Feeling the contradiction?

And as if that weren’t enough, if you’re a non-out lesbian woman, you’ll likely have to deal with hetero colleagues asking such questions as: “What are you baking for your family?”,

“Do you have a good recipe my husband will actually eat? You know how men are, haha”.

Because, of course, as a woman at Christmas, you are the sacred keeper of the family hearth. If the office is already filled with the holiday spirit, it might even be a good opportunity for a coming-out moment—something I’ve written about in a previous article.

December could be a time of real stillness, an opportunity for genuine connection with yourself and others. It could truly be about love and the gift of time spent together. Instead, you’re rushing around, stressed about parking, nagged by others (and nagging others) about gifts, presentations, and reports. And it’s enough to drive anyone crazy.

So, what can you do to stay sane?

Set Boundaries!

Prioritize your tasks—because not everything dumped on you is actually urgent or essential. You and your colleagues are a team, so ask for help or say no when needed.

You don’t have to do everything yourself!

This applies at work and at home. Delegate tasks, assign responsibilities, and don’t micromanage. Trusting your coworkers or family members, even a little, and giving clear instructions can go a long way. Believe me, things will turn out fine even if you’re not the one handling everything.

Give yourself at least one evening a week a couple of hours (of me-time/) for you!

Put on a Christmas playlist, take a relaxing bath with candles, journal, meditate, or spend time on your hobbies—whatever makes you happy.

Let go (of) (or at least loosen up on) material gifts!

Gift shopping is one of the biggest stressors in December. Talk to your loved ones about skipping material presents and instead creating a new tradition—giving each other quality time:

  • A nice dinner at a slightly fancier restaurant
  • Theater or concert tickets
  • A party, game night, or anything that brings you closer together without exhausting you.

Write a letter!

Tapping into the holiday spirit is easier if you sit down and write to your loved ones about why they are a gift in your life. You can even turn this into an Advent calendar tradition—and just writing these letters will fill you with gratitude.

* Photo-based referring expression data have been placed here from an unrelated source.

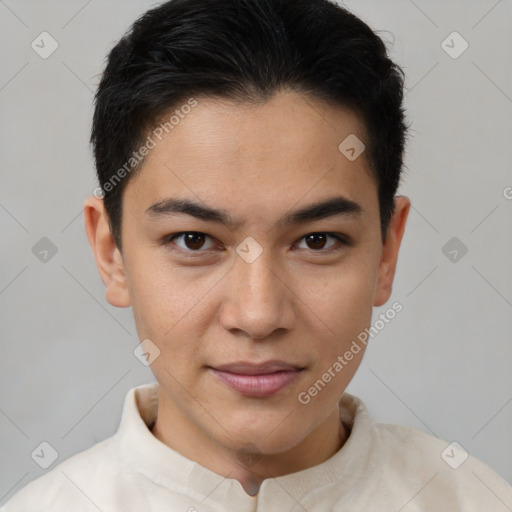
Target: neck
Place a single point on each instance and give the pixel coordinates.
(248, 466)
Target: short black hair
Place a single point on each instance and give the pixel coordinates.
(245, 50)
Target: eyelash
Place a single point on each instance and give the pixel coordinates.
(343, 240)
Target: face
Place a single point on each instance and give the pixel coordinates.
(270, 286)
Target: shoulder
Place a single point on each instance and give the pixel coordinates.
(72, 484)
(438, 471)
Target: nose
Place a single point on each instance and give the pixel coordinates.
(258, 298)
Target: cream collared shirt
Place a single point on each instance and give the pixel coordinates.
(380, 468)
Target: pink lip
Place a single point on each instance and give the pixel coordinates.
(257, 381)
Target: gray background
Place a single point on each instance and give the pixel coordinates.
(443, 365)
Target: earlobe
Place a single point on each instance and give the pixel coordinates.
(108, 257)
(390, 249)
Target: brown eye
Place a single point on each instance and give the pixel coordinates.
(317, 241)
(192, 241)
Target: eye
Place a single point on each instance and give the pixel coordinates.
(316, 241)
(192, 240)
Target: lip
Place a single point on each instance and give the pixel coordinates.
(257, 380)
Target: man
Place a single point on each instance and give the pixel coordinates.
(248, 153)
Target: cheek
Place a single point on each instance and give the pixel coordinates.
(343, 300)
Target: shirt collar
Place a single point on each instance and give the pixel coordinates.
(147, 455)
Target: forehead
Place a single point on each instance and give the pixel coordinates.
(275, 152)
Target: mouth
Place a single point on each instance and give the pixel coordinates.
(257, 380)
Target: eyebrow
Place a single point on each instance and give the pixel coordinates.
(336, 206)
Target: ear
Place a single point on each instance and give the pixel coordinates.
(390, 248)
(109, 259)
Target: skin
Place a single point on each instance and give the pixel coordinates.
(297, 302)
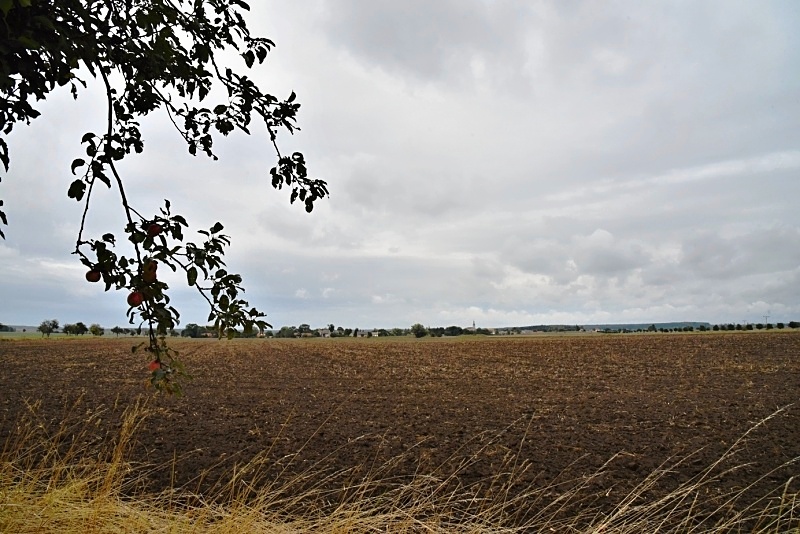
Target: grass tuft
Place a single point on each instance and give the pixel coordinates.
(74, 480)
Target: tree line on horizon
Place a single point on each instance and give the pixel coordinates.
(193, 330)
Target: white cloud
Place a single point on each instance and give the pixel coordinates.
(502, 162)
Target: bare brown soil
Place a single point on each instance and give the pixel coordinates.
(549, 409)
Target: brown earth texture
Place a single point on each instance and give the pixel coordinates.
(517, 416)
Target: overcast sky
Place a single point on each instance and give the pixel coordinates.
(502, 162)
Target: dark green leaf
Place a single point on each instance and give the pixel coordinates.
(191, 276)
(76, 190)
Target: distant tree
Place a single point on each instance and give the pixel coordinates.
(191, 330)
(418, 330)
(48, 327)
(286, 332)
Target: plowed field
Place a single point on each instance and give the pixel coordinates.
(548, 409)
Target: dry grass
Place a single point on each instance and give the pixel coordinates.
(74, 480)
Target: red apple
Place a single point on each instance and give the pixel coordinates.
(153, 229)
(135, 299)
(149, 271)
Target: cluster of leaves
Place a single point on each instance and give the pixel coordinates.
(150, 55)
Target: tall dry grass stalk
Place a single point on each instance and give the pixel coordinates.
(74, 480)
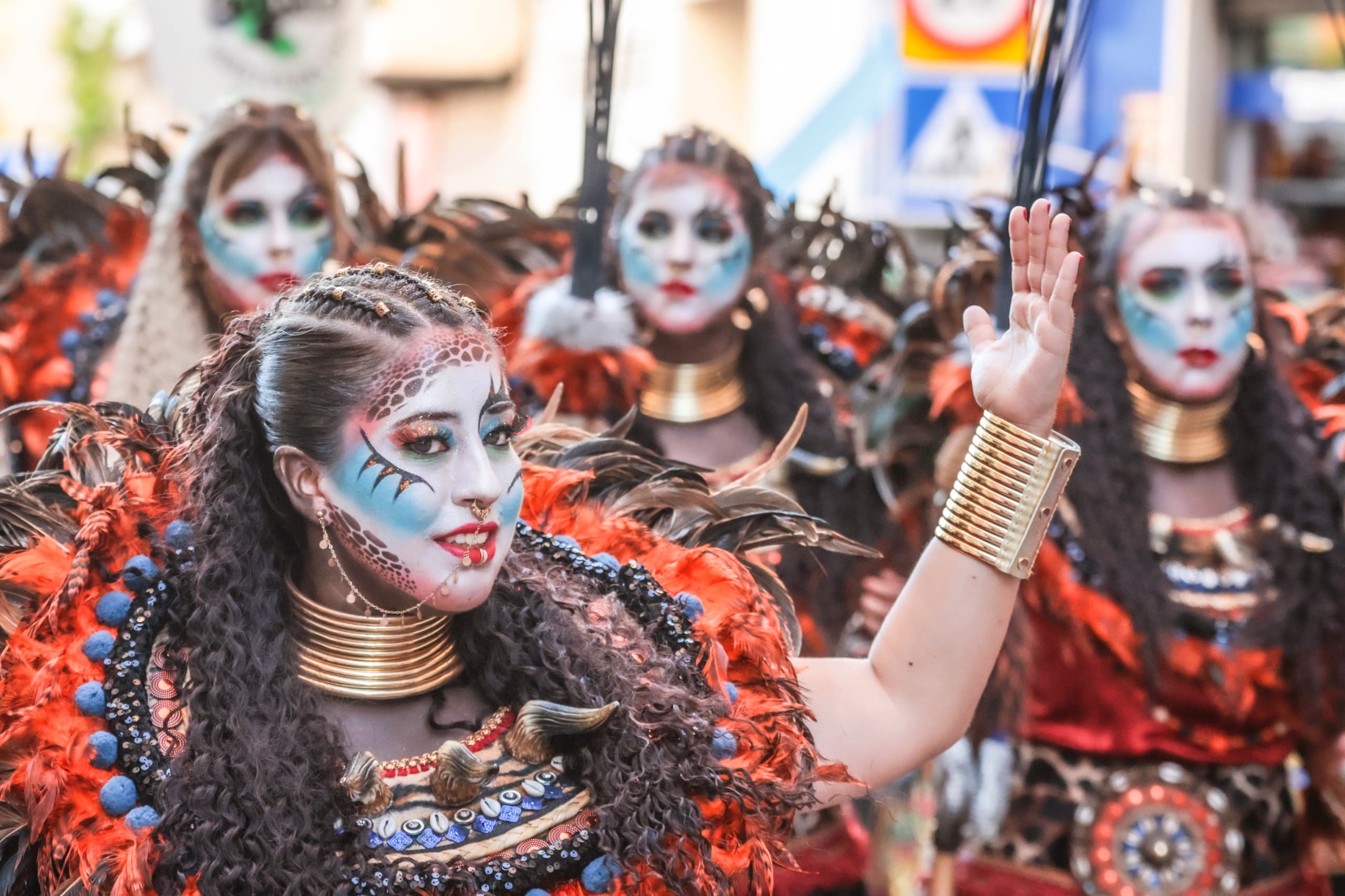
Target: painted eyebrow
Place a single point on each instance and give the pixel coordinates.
(439, 416)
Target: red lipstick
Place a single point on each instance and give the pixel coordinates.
(277, 282)
(1199, 358)
(475, 554)
(678, 290)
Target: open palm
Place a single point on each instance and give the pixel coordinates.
(1017, 376)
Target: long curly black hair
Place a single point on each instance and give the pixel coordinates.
(1276, 466)
(253, 804)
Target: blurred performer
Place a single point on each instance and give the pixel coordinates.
(1184, 621)
(249, 209)
(68, 257)
(723, 377)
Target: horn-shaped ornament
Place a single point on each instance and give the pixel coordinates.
(459, 775)
(364, 780)
(539, 722)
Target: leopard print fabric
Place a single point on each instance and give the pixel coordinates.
(1050, 784)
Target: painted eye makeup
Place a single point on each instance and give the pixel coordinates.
(503, 432)
(248, 213)
(1226, 280)
(713, 228)
(654, 225)
(1163, 283)
(423, 440)
(307, 212)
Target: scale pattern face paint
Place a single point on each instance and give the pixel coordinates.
(685, 248)
(435, 439)
(270, 228)
(1185, 298)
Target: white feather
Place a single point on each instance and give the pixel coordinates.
(556, 315)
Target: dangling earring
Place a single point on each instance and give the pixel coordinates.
(354, 593)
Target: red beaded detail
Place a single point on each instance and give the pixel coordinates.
(490, 732)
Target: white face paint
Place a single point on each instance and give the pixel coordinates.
(685, 247)
(1185, 296)
(265, 233)
(436, 437)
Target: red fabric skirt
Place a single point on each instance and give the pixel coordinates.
(989, 878)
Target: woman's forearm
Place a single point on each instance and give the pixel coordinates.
(915, 693)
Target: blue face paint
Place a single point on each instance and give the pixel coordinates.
(1239, 327)
(365, 487)
(732, 269)
(637, 267)
(224, 253)
(1144, 325)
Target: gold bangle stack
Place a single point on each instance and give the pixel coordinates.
(362, 658)
(1005, 494)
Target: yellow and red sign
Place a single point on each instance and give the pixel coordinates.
(966, 32)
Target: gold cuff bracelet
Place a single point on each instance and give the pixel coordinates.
(1007, 494)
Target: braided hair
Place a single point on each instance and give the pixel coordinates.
(253, 804)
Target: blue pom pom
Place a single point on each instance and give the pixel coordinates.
(723, 744)
(90, 700)
(119, 796)
(178, 535)
(599, 873)
(140, 572)
(99, 645)
(692, 605)
(142, 818)
(104, 748)
(113, 607)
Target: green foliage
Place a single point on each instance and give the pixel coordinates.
(88, 47)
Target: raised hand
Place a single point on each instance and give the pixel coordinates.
(1019, 376)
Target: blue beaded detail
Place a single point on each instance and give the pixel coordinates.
(724, 746)
(140, 574)
(119, 796)
(99, 645)
(142, 818)
(104, 748)
(178, 535)
(90, 699)
(692, 605)
(113, 607)
(608, 560)
(597, 875)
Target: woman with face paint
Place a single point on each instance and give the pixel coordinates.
(335, 635)
(1181, 631)
(249, 207)
(728, 374)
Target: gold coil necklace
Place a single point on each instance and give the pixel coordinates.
(1176, 432)
(693, 393)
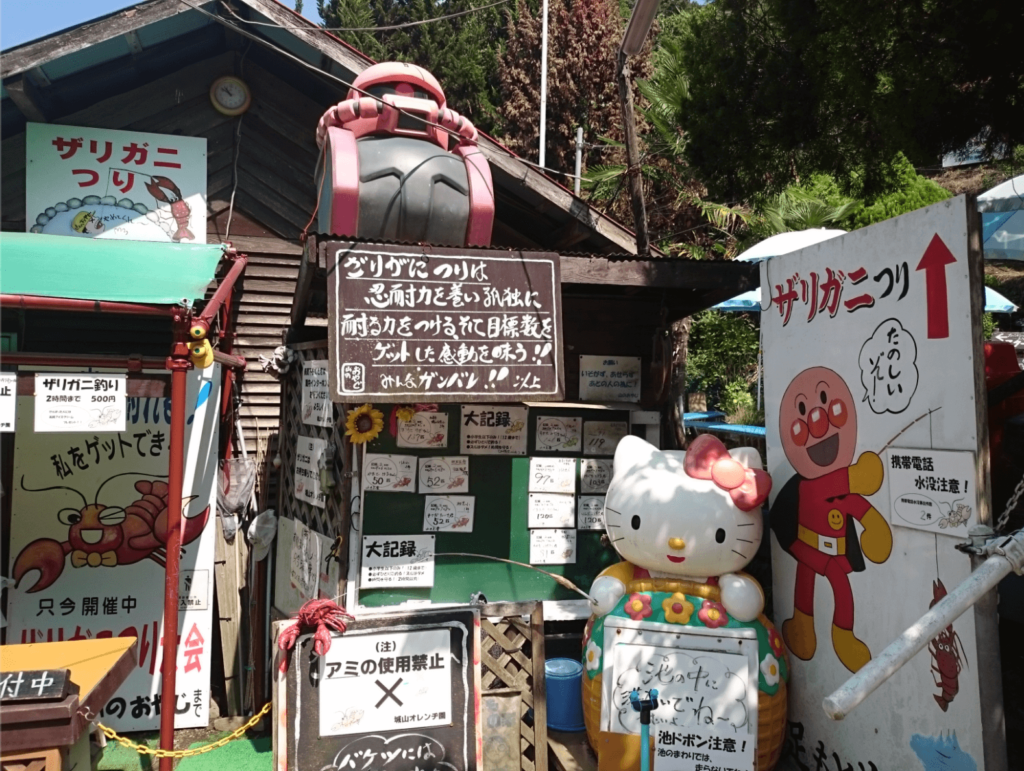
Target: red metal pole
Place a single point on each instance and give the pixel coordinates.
(179, 363)
(34, 302)
(131, 363)
(223, 291)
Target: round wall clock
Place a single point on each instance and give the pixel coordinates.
(230, 95)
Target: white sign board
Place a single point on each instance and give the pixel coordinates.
(317, 410)
(69, 402)
(552, 475)
(868, 339)
(375, 682)
(397, 561)
(594, 475)
(558, 434)
(552, 547)
(8, 400)
(591, 513)
(609, 379)
(389, 473)
(443, 475)
(305, 560)
(427, 430)
(933, 489)
(601, 437)
(696, 748)
(449, 513)
(102, 183)
(491, 429)
(88, 590)
(308, 451)
(551, 510)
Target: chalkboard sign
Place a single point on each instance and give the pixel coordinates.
(422, 324)
(400, 688)
(35, 685)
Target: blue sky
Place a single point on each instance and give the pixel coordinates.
(22, 20)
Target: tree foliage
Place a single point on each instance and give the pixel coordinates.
(779, 87)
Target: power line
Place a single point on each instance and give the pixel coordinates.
(388, 28)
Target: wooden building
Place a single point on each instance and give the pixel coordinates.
(150, 68)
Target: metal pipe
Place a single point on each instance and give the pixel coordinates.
(35, 302)
(132, 363)
(223, 291)
(179, 363)
(875, 673)
(576, 181)
(544, 84)
(239, 362)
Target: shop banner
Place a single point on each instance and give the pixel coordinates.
(88, 544)
(870, 350)
(102, 183)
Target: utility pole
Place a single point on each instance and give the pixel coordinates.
(633, 156)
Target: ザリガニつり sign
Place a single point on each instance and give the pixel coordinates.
(412, 323)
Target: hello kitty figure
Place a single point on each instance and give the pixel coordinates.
(686, 524)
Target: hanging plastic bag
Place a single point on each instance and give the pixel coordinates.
(261, 532)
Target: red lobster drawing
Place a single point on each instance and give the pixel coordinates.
(947, 653)
(100, 536)
(164, 189)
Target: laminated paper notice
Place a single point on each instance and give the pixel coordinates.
(449, 514)
(444, 474)
(488, 429)
(424, 430)
(601, 437)
(552, 475)
(594, 475)
(558, 434)
(397, 561)
(552, 547)
(389, 473)
(590, 515)
(551, 510)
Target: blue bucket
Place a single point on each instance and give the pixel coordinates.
(564, 686)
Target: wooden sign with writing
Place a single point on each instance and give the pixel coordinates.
(401, 687)
(423, 324)
(37, 685)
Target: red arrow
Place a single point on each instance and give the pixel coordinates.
(937, 256)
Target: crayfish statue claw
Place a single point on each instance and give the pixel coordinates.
(397, 164)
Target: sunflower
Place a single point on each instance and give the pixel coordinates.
(364, 424)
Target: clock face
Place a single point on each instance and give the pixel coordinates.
(230, 94)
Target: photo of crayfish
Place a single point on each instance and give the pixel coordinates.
(100, 536)
(947, 656)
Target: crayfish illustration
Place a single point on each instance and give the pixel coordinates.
(166, 191)
(947, 652)
(100, 536)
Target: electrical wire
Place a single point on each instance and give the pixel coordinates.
(312, 68)
(388, 28)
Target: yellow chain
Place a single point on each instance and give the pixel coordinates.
(143, 750)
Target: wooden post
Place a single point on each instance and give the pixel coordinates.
(633, 157)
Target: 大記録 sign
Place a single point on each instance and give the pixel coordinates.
(444, 325)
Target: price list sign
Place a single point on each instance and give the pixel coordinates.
(416, 323)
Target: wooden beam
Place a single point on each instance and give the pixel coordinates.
(52, 47)
(726, 276)
(23, 93)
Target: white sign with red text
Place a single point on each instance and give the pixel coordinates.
(88, 543)
(103, 183)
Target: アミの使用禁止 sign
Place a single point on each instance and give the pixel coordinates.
(445, 325)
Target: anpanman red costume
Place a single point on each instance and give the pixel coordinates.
(813, 515)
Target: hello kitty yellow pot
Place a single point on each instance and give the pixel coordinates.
(685, 523)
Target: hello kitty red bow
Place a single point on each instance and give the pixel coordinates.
(707, 458)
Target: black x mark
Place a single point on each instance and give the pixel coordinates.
(388, 692)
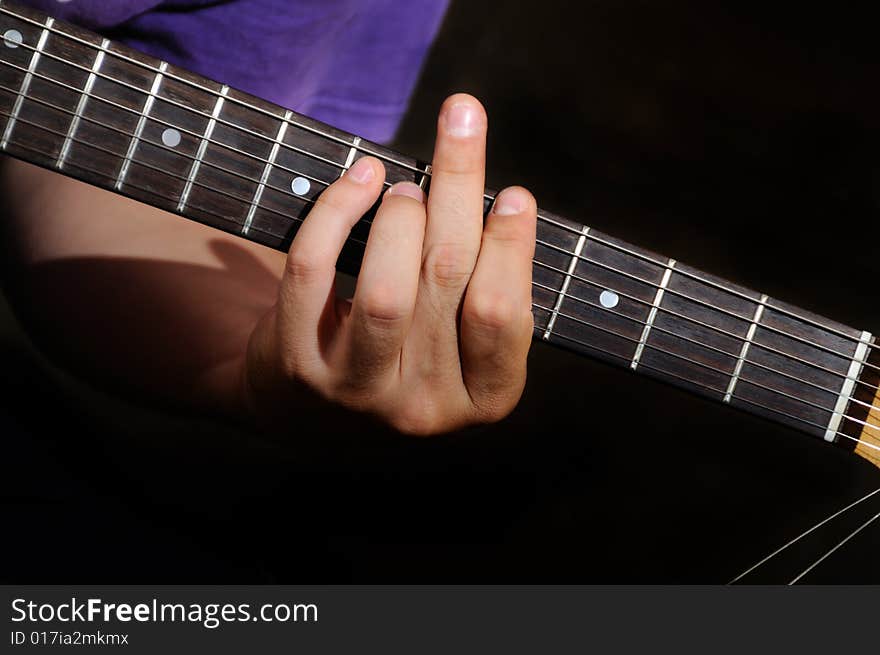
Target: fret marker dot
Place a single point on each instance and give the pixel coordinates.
(609, 299)
(300, 186)
(12, 38)
(171, 138)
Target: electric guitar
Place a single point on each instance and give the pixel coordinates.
(74, 102)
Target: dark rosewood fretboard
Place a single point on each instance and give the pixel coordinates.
(111, 116)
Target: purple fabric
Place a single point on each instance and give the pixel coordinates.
(350, 63)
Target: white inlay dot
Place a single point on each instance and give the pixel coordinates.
(171, 138)
(609, 299)
(12, 38)
(300, 186)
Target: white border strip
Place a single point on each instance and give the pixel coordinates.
(574, 261)
(655, 306)
(855, 370)
(157, 81)
(759, 311)
(26, 83)
(81, 105)
(203, 146)
(267, 169)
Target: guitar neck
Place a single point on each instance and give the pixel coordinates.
(113, 117)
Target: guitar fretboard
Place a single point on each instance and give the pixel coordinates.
(108, 115)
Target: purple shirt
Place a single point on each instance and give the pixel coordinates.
(350, 63)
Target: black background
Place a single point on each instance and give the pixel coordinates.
(739, 139)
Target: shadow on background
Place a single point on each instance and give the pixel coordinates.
(738, 140)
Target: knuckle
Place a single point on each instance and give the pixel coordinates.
(301, 268)
(495, 407)
(447, 266)
(490, 310)
(419, 420)
(382, 304)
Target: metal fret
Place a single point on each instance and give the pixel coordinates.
(423, 183)
(154, 89)
(282, 130)
(26, 83)
(655, 306)
(203, 146)
(562, 291)
(351, 155)
(846, 391)
(759, 311)
(81, 105)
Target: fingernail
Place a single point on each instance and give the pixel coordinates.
(463, 119)
(409, 190)
(509, 202)
(361, 172)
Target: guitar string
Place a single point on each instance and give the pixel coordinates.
(580, 300)
(367, 222)
(709, 326)
(547, 266)
(590, 346)
(835, 548)
(712, 389)
(174, 176)
(573, 230)
(576, 231)
(733, 356)
(803, 534)
(709, 367)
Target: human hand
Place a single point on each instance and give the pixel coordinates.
(437, 333)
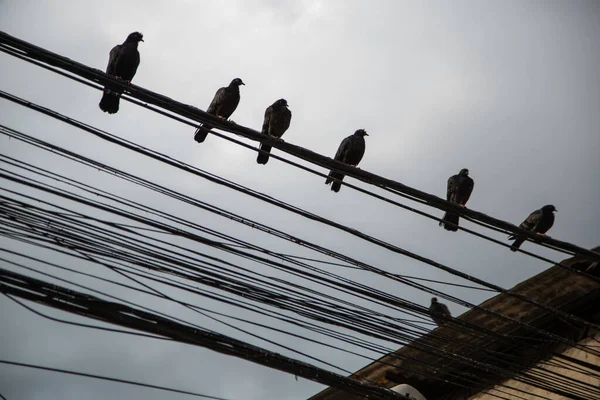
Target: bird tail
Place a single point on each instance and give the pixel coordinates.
(202, 132)
(450, 222)
(517, 243)
(336, 185)
(110, 101)
(263, 158)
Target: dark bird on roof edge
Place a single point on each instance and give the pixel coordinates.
(439, 312)
(224, 103)
(539, 221)
(123, 62)
(351, 151)
(277, 120)
(459, 191)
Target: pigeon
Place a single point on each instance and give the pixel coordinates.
(223, 105)
(277, 121)
(539, 221)
(439, 312)
(459, 190)
(350, 152)
(123, 61)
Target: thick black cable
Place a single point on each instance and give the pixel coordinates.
(105, 378)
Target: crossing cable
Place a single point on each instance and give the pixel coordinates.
(191, 236)
(78, 303)
(270, 200)
(105, 378)
(12, 46)
(564, 366)
(372, 194)
(212, 178)
(509, 387)
(313, 171)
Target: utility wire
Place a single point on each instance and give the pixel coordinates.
(12, 45)
(106, 378)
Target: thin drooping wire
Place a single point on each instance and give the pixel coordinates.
(495, 395)
(412, 255)
(33, 53)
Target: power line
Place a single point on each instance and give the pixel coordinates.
(106, 378)
(93, 307)
(12, 45)
(388, 246)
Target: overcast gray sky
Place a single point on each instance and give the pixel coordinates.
(508, 89)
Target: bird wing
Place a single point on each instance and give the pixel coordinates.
(126, 62)
(267, 120)
(531, 221)
(444, 309)
(356, 151)
(343, 150)
(112, 60)
(217, 101)
(465, 189)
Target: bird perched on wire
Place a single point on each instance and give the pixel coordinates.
(123, 61)
(277, 120)
(351, 151)
(460, 187)
(439, 312)
(539, 221)
(223, 105)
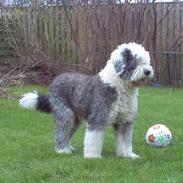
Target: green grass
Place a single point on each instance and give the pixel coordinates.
(27, 146)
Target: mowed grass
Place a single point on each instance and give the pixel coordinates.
(27, 146)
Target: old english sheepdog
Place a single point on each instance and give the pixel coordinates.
(110, 97)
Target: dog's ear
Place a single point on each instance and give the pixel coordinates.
(120, 65)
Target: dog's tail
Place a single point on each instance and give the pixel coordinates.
(36, 101)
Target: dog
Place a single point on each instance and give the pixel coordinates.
(110, 97)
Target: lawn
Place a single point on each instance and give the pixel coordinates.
(27, 146)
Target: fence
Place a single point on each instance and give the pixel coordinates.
(82, 37)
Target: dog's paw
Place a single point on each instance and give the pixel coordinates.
(65, 150)
(131, 155)
(72, 148)
(92, 156)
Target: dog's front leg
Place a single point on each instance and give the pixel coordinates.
(93, 143)
(124, 133)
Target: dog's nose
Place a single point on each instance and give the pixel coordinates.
(147, 72)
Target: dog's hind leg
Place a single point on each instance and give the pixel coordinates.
(77, 124)
(65, 119)
(93, 142)
(124, 140)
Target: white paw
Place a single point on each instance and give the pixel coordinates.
(90, 156)
(65, 150)
(131, 155)
(72, 148)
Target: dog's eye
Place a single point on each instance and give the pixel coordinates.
(131, 65)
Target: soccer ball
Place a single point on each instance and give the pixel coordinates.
(158, 135)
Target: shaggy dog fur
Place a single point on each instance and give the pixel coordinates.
(109, 97)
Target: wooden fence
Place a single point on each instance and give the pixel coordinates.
(83, 37)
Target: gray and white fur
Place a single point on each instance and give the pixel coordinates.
(110, 97)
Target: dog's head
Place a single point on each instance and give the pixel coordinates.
(132, 62)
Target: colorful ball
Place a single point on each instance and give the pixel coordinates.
(158, 135)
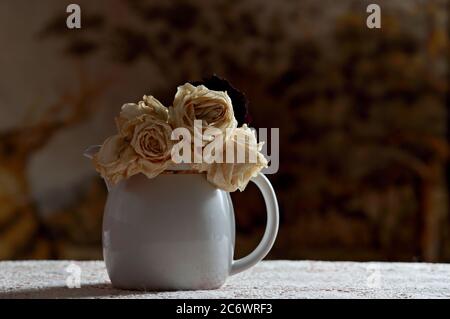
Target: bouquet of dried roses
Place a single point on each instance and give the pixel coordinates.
(145, 141)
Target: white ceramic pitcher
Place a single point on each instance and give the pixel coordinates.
(176, 232)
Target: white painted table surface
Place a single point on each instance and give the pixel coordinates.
(269, 279)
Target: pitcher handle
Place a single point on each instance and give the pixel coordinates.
(271, 231)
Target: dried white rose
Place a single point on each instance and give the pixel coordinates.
(151, 141)
(213, 108)
(236, 175)
(114, 158)
(131, 112)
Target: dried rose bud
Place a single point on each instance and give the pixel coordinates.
(239, 100)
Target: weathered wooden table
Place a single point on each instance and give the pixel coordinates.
(269, 279)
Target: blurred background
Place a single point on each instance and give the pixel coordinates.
(363, 117)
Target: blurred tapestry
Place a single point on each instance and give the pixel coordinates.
(362, 113)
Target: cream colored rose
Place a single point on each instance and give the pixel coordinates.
(151, 141)
(237, 174)
(213, 108)
(114, 159)
(131, 112)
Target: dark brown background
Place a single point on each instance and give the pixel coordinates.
(362, 116)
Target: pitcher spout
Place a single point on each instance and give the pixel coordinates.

Reduce your time on social media!

As Christmas approaches, your feed will be flooded with ads pressuring you to buy and with picture-perfect families in matching pajamas with flawless holiday treats. Try not to chase the “social media perfect Christmas”—because it doesn’t exist.

Only do what’s comfortable for you!

Now is not the time to take on an unfamiliar work process. Stick to tried-and-true methods that come naturally and cause less stress. If you love baking, bring homemade treats to the office. If you hate cooking the rest of the year, there’s no reason to suddenly start now.

At the end of the day, the holidays aren’t about perfect gifts or culinary masterpieces—it’s about finding the peace and love that truly recharge you during this season.

What are your tips for surviving the year-end rush?